Beyond establishing an intellectual foundation though, people bring with them a lot of troubling ideas and feelings about sex. These can be informed by their parents, education, culture, religion, or choice of pornography. Offering thoughtful counter-ideas and a space to unpack them more fully, can help rattle some of the troubling ones loose (hopefully for good). Replacing bad ideas with better ones is a part of growing and learning. Shifting one’s perception away from the inherited idea that sex is bad, can allow someone to correctly view their own sex parts, desires, and pleasure as normal and healthy. The benefit of someone reducing or eliminating sexual shame ripples outward into every facet of that person’s life.

 

Sex = communication
At its core, sex is communication. The physical act of stimulation and copulation is a mechanism for communicating genetic material from one animal body to another. In an ideal circumstance, the result is a union of genetic material to form the basis of a new animal body with the traits of each contributor.

Ta da! That’s it! That’s what it does. For birds, bees, and educated fleas. And for humans. It’s almost exactly in line with our physical needs to drink water and eat food to replenish the chemicals that build and repair our machinery, or to sleep to allow our brains and bodies to heal and restore energy reserves for the day ahead, or to defecate to remove unused or harmful materials previously ingested.

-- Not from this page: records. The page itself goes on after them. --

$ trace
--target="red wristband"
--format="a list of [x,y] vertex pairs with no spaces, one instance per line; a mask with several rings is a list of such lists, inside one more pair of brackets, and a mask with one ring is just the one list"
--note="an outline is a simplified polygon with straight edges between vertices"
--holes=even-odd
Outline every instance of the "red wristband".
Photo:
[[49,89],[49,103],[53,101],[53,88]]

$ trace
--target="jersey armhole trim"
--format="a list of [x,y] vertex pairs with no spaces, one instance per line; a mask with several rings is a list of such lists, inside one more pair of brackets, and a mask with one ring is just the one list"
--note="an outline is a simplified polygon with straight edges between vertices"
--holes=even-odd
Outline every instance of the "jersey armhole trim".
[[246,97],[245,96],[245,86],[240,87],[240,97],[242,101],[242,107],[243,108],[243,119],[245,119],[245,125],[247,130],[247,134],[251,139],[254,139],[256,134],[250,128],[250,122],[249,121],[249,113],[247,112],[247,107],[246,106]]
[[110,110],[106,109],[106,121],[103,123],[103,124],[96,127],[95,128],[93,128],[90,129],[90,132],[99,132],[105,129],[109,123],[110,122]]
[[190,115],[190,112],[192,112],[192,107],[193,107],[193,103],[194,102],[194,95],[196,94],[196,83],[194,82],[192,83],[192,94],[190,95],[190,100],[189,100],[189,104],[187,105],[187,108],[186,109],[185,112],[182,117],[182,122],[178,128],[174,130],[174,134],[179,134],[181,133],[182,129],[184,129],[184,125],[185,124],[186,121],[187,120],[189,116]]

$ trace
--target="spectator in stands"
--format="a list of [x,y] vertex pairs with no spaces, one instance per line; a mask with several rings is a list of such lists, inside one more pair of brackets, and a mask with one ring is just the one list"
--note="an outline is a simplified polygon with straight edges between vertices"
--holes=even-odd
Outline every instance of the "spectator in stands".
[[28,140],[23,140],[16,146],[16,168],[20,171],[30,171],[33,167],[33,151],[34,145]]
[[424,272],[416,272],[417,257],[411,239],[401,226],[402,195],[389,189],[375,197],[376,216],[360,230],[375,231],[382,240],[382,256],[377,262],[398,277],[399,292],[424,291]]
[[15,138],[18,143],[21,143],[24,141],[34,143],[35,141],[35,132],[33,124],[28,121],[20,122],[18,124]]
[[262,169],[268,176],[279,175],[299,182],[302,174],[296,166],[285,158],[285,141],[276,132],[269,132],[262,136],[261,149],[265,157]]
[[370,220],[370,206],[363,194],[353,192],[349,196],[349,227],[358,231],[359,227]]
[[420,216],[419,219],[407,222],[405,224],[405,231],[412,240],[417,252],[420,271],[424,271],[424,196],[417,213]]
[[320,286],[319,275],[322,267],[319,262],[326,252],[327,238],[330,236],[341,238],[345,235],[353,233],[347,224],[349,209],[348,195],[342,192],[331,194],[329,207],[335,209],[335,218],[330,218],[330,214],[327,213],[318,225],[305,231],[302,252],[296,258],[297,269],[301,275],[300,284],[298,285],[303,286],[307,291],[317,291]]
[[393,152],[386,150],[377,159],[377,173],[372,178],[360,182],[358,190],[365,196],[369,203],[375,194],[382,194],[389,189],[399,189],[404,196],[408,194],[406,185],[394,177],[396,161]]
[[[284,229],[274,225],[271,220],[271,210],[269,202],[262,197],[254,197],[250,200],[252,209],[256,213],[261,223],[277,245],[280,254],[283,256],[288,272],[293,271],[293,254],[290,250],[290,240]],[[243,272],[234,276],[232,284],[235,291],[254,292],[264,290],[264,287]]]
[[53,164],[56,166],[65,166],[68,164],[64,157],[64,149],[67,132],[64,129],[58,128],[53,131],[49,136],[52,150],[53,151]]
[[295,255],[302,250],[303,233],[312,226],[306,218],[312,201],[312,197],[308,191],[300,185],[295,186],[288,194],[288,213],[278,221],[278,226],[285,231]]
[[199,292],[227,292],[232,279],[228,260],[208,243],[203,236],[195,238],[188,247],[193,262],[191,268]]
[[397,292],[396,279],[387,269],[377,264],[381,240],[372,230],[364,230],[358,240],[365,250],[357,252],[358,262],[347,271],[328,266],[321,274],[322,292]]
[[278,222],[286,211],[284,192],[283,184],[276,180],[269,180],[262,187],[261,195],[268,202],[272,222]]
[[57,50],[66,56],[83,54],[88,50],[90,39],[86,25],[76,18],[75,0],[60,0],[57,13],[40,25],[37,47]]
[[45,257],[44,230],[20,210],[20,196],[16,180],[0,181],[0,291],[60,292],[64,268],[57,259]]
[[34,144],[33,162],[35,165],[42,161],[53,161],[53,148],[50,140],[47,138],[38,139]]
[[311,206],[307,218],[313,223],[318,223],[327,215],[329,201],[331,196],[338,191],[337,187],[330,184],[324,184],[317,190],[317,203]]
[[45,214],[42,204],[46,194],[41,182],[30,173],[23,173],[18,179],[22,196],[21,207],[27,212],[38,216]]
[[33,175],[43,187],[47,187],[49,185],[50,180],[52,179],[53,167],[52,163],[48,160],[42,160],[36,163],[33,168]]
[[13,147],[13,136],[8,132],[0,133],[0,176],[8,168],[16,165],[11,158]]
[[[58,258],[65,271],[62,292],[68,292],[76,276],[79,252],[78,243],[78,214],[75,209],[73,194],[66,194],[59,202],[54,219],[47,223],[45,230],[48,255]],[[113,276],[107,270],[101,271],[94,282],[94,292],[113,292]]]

Over the course of our development, however, and across a world of different cultures, histories, and peoples, it has fractaled outward to mean extensively more than the sum of its parts. And this is where the seeds of harmful ideologies around sex take root and flower.

Interestingly the through-line of sex as communication remains. There are any number of scenarios where sex serves to communicate. For example, in spheres were language is lacking, or to convey our love or care for a friend, partner, or spouse, or to demonstrate an understanding of a perceived social status, perhaps in submitting to a top or Dom. Even to the extremely negative communication of perceived or real control over another via force, rape, or coercion.

In each and every sexual engagement we are communicating with our bodies something that we usually can’t communicate another way (DNA, power, or complex emotional experience, for example). Through this communication we have the potential for connection that transcends what we can accomplish effectively with language. But we also have the potential for harm when we imbue the act of communication itself with moral (or even divine) weight. The reality is that communication is morally neutral. Like eating and sleeping, it is part of our machinery, no matter what one believes the origin of that machinery to be. Communication is free from judgement or quality. It is not good or bad, it merely IS.